3 前二項、第十一条第三項第一号及び第十四条の「通知期限日」とは、次の各号に掲げる場合に応じ、当該各号に定める日をいう。
 一 株式会社が事業譲渡をする場合であって当該事業譲渡に係る譲渡契約について株主総会の決議による承認を要するとき 当該株主総会(第十一条第三項第一号において「承認株主総会」という。)の日の二週間前の日の前日
 二 株式会社が事業譲渡をする場合であって当該事業譲渡に係る譲渡契約について株主総会の決議による承認を要しないとき又は合同会社が事業譲渡をする場合 譲渡契約が締結された日から起算して、二週間を経過する日
 (承継される事業に主として従事する労働者に係る労働契約の承継)
第十条 前条第一項第一号に掲げる労働者が譲渡会社との間で締結している労働契約であって、譲渡契約に譲受会社等が承継する旨の定めがあるものは、当該譲渡契約に係る事業譲渡の効力が生じた日に、当該譲受会社等に承継されるものとする。

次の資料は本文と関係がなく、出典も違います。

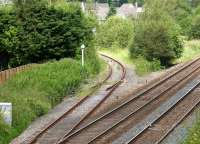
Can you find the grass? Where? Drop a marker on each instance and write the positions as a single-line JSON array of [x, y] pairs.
[[34, 92], [141, 65], [191, 50]]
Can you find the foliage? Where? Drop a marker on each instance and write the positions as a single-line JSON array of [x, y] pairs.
[[195, 26], [181, 11], [140, 2], [140, 65], [112, 9], [156, 35], [191, 50], [193, 137], [195, 3], [115, 31], [35, 91], [33, 32]]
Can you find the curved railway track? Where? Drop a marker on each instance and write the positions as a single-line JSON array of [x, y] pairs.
[[109, 91], [110, 125]]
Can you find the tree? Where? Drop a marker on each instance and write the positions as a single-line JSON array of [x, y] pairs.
[[116, 31], [195, 3], [140, 2], [40, 32], [195, 28], [112, 10], [156, 35]]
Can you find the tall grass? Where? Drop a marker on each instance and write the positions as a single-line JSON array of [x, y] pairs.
[[140, 64], [34, 92], [191, 50]]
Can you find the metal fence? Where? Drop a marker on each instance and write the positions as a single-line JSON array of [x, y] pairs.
[[6, 74]]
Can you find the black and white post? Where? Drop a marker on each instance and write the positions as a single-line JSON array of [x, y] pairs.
[[82, 54]]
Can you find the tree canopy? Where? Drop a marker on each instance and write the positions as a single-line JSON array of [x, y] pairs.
[[156, 35], [35, 32]]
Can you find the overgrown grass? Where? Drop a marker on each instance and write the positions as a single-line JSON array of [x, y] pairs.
[[141, 65], [34, 92], [191, 50]]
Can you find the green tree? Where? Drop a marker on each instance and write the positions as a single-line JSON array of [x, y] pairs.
[[112, 10], [195, 28], [195, 3], [39, 33], [140, 2], [116, 31], [156, 35]]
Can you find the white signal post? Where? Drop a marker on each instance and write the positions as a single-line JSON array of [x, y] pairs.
[[82, 54]]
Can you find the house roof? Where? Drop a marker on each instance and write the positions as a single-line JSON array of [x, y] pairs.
[[128, 10]]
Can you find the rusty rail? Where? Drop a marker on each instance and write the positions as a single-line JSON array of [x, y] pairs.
[[31, 141], [137, 96], [6, 74]]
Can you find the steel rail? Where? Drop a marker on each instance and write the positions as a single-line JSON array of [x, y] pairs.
[[111, 88], [163, 113], [177, 123], [33, 140], [137, 96], [139, 109]]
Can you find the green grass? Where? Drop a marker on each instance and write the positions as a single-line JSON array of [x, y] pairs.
[[191, 50], [141, 65], [34, 92]]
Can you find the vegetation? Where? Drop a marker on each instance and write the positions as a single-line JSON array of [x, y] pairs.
[[191, 50], [115, 32], [156, 35], [140, 64], [33, 32], [194, 134], [34, 92], [195, 26]]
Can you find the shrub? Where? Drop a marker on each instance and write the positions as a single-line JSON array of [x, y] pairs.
[[33, 32], [156, 35], [115, 31], [181, 12], [195, 28], [34, 92]]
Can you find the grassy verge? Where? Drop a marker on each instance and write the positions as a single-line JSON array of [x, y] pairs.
[[194, 134], [34, 92], [141, 65], [191, 50]]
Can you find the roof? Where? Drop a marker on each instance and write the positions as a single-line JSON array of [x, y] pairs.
[[129, 10], [102, 10]]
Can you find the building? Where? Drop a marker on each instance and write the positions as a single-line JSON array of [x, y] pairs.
[[129, 10]]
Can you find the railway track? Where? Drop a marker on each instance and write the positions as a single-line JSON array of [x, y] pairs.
[[165, 123], [78, 106], [111, 125]]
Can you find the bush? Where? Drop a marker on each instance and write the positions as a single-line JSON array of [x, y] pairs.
[[181, 12], [34, 92], [116, 31], [195, 28], [156, 35], [33, 32]]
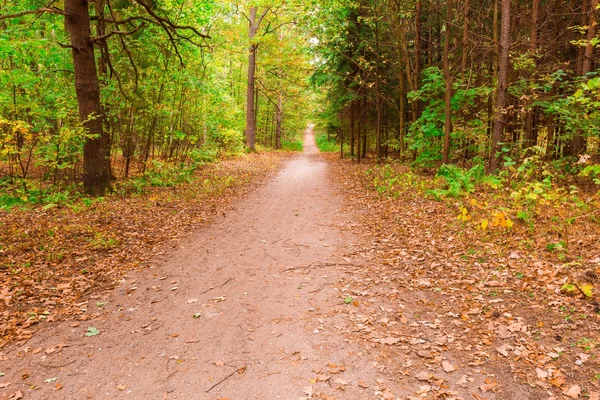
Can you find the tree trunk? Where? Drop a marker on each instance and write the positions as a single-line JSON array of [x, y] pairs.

第十一条 第九条第一項第一号に掲げる労働者であって、譲渡契約にその者が譲渡会社との間で締結している労働契約を譲受会社等が承継する旨の定めがないものは、同項の通知がされた日から異議申出期限日までの間に、当該譲渡会社に対し、当該労働契約が当該譲受会社等に承継されないことについて、書面により、異議を申し出ることができる。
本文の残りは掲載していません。